On the killings of innocent people, Sheikh Gumi said anyone who engages in the act is doing that out of ignorance.
"Human souls have a sacred position with Allah. So, it is forbidden for anybody to kill anyone. It is only the law that can kill who deserved to be killed. Allah has told us the story of the two sons of Prophet Adam. Envy made one of them to kill his brother; therefore we should not allow that envy to overrule our sense of reasoning.
"Anybody who knows history would know that the first companions of our prophet (pbuh) that embarked on migration, they migrated to Christians' country. Therefore, living together in peace with Christians is not a new thing to Islam but we should respect each other and respect the rights of one another," Sheikh Gumi said.
He added; "We should also not sit down and allow some people to be killing other people. We should do all we can to stop that either by preaching or practical action. Whatever reason one may have, it would not justify the killing of other people. No matter how much you disagree with anyone, that disagreement cannot be a reason for killing him. Religious difference or any other thing cannot be a reason for killing. Whoever kills, his punishment is for him to be killed as well and if that didn't happen, the punishment of Allah awaits him.
"If there is any problem or crisis, people should stop blocking roads and be killing others who are not members of their religion. If you do that you are committing murder. Patient with one another is the best way out for all of us. It is wrong for people to take the law into their own hands. We should try to elect good people into political positions. It is unfortunate human souls in Nigeria have been made like flies' souls. If this situation continues, it means we are moving towards anarchy. It is better for us to live in peace with one another and it is better for the adherents of the two main religions to understand that now."
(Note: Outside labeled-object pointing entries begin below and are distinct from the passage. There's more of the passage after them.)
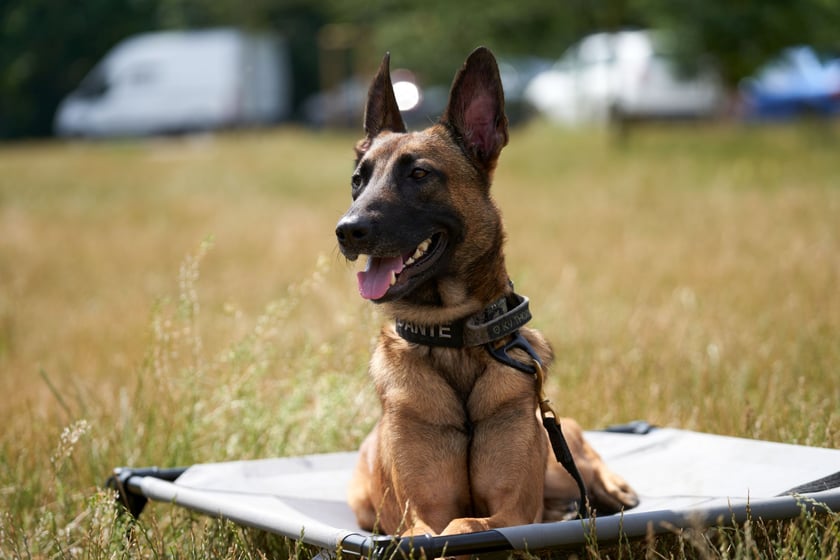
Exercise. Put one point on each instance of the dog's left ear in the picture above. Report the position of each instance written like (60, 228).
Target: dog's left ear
(476, 109)
(382, 112)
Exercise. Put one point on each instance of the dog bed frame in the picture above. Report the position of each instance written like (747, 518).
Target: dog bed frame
(684, 479)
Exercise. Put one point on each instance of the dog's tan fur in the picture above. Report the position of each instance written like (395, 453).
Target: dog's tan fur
(459, 446)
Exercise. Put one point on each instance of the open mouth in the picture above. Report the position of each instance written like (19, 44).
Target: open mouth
(393, 276)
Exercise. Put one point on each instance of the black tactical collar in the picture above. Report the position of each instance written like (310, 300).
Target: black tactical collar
(501, 318)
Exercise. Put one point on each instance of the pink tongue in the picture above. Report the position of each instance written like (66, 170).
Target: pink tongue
(375, 280)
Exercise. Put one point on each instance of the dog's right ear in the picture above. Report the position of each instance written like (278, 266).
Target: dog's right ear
(382, 112)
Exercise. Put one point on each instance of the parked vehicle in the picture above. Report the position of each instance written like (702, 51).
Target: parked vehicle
(623, 75)
(799, 82)
(178, 81)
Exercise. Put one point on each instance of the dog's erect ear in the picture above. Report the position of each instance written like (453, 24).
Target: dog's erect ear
(382, 112)
(476, 109)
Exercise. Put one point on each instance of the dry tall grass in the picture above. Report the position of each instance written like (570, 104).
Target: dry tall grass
(175, 301)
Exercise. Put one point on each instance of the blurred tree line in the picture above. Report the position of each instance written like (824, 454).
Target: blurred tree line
(46, 47)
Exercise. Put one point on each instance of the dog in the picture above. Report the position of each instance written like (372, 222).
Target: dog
(459, 446)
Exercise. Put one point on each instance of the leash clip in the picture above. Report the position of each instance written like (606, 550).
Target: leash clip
(501, 353)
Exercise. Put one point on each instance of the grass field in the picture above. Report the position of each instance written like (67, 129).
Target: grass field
(182, 300)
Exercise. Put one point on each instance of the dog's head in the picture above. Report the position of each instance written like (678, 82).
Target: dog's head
(421, 211)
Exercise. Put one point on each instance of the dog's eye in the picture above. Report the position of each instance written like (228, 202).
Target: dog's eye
(356, 184)
(418, 173)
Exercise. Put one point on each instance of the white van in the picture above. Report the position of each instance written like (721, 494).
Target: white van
(180, 81)
(623, 75)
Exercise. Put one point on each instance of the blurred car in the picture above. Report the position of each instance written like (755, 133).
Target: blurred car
(798, 82)
(623, 75)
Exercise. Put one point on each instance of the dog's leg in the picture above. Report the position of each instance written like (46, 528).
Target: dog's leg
(507, 456)
(608, 492)
(359, 492)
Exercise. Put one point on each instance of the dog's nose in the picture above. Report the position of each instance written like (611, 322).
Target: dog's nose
(352, 229)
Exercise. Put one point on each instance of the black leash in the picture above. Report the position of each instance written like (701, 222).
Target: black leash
(555, 434)
(494, 323)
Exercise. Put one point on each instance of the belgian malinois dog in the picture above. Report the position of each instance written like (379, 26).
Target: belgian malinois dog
(459, 446)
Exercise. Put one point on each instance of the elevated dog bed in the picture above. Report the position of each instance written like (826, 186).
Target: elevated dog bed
(684, 479)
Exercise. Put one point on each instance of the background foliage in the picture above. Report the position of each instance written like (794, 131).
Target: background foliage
(47, 47)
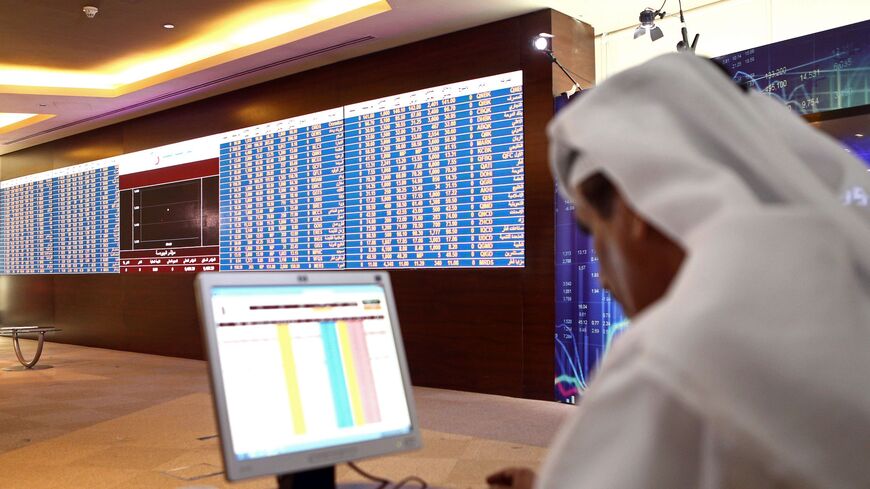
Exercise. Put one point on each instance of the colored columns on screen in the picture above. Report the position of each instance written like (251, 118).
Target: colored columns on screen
(364, 376)
(343, 414)
(350, 373)
(285, 340)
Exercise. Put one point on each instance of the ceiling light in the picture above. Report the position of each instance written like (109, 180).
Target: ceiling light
(541, 42)
(13, 121)
(647, 19)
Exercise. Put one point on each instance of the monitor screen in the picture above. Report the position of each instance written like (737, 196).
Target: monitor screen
(306, 367)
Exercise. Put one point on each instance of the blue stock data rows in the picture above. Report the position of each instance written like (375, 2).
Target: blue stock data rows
(64, 221)
(437, 184)
(420, 180)
(430, 178)
(281, 200)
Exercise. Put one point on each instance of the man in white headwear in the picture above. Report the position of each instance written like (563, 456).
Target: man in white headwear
(716, 217)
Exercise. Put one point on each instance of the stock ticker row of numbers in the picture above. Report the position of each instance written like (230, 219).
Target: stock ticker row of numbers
(281, 200)
(66, 224)
(436, 184)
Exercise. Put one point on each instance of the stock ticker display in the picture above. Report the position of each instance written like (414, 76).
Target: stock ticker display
(428, 179)
(824, 71)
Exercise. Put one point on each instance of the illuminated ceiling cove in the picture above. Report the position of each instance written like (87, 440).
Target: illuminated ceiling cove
(256, 27)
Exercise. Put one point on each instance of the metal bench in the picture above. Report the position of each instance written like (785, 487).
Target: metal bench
(15, 332)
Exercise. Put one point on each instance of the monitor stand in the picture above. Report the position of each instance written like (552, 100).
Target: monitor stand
(318, 479)
(323, 478)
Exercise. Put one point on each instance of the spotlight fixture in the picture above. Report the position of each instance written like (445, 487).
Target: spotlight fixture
(647, 19)
(90, 11)
(684, 45)
(543, 42)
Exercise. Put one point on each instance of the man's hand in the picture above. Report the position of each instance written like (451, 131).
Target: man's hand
(513, 478)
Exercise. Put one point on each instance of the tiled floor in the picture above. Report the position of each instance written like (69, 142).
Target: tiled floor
(109, 419)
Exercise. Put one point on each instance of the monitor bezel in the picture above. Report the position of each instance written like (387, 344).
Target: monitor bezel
(309, 459)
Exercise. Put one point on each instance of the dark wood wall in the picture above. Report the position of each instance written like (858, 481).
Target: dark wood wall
(485, 330)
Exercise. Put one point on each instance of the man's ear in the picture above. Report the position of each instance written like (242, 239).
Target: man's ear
(638, 228)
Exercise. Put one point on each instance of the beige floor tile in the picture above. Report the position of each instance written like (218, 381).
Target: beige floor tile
(105, 419)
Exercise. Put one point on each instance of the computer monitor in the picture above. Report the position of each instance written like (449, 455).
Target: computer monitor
(307, 370)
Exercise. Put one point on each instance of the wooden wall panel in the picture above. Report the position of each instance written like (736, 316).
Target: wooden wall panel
(485, 330)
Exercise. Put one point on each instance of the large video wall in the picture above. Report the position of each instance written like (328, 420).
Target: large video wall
(823, 71)
(426, 179)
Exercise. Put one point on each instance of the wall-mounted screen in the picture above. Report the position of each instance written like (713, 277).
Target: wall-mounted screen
(818, 72)
(426, 179)
(61, 221)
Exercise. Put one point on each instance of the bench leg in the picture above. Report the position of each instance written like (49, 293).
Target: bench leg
(18, 354)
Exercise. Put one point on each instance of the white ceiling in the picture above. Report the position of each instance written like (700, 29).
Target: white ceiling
(409, 21)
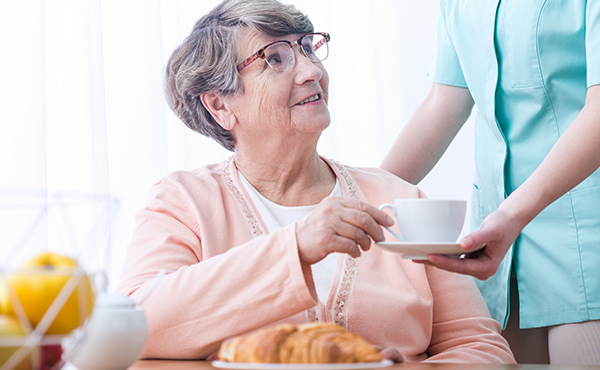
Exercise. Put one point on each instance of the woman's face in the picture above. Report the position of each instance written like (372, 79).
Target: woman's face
(280, 105)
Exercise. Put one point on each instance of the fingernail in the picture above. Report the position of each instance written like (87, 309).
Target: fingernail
(389, 221)
(466, 243)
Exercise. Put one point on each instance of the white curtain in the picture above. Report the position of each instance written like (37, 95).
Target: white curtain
(85, 130)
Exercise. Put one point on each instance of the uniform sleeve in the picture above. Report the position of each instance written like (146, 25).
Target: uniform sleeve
(463, 330)
(592, 42)
(204, 299)
(446, 67)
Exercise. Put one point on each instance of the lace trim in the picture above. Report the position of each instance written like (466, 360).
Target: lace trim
(251, 220)
(340, 308)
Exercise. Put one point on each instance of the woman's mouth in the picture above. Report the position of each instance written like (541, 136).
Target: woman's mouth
(309, 99)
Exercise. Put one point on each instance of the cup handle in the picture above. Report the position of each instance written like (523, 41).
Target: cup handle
(390, 206)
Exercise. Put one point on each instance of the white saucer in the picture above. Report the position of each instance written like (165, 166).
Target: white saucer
(420, 250)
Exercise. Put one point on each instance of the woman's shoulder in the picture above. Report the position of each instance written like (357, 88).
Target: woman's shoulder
(375, 174)
(201, 179)
(375, 180)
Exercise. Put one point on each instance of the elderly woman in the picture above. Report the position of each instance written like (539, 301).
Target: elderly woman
(277, 233)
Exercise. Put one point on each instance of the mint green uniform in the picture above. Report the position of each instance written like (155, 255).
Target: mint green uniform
(528, 64)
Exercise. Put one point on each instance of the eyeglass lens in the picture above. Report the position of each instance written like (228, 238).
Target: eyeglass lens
(280, 56)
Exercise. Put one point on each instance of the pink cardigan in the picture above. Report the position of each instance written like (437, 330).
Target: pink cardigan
(226, 276)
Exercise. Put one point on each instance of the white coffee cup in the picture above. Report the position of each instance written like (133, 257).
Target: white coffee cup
(113, 337)
(428, 220)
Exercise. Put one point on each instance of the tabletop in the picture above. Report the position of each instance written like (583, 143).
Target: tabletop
(205, 365)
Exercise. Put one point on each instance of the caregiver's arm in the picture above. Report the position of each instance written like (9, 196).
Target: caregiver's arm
(429, 132)
(572, 159)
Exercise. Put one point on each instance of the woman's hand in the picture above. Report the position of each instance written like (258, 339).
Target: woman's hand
(339, 225)
(497, 233)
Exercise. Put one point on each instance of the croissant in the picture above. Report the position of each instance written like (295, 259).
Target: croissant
(304, 343)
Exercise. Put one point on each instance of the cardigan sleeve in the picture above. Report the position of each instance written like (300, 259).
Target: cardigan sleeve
(211, 292)
(463, 330)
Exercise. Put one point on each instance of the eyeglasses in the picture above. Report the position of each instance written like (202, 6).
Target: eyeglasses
(279, 55)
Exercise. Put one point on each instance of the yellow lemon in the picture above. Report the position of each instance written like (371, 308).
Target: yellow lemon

Earlier in the week, the Catholic Archbishop of Abuja, the Most Rev. John Onaiyekan, visited the AlHabibiyya Mosque at Guzape where he called for greater inter-faith cooperation between Muslims and Christians to foster peace and unity in the country.
Onaiyekan who visited with a team of Catholic clerics for the breaking of fast with Muslims, told reporters that he was at the place of worship at the invitation of his friend, Imam Fuad Adeyemi.
"We have been talking a lot about building good relationships between Christians and Muslims in the country. But we have to go beyond talking and take certain good gestures to underline the fact that we believe what we are saying.
"I came along with my reverend father who is in charge of youths and the reverend sister leading our initiative on Muslim-Christian women; so we are very happy to be here," he said.
Adeyemi, who is the Director of Al-Habibiyyah Society, said it was time "peace, harmony and new relationships are established and sustained worldwide."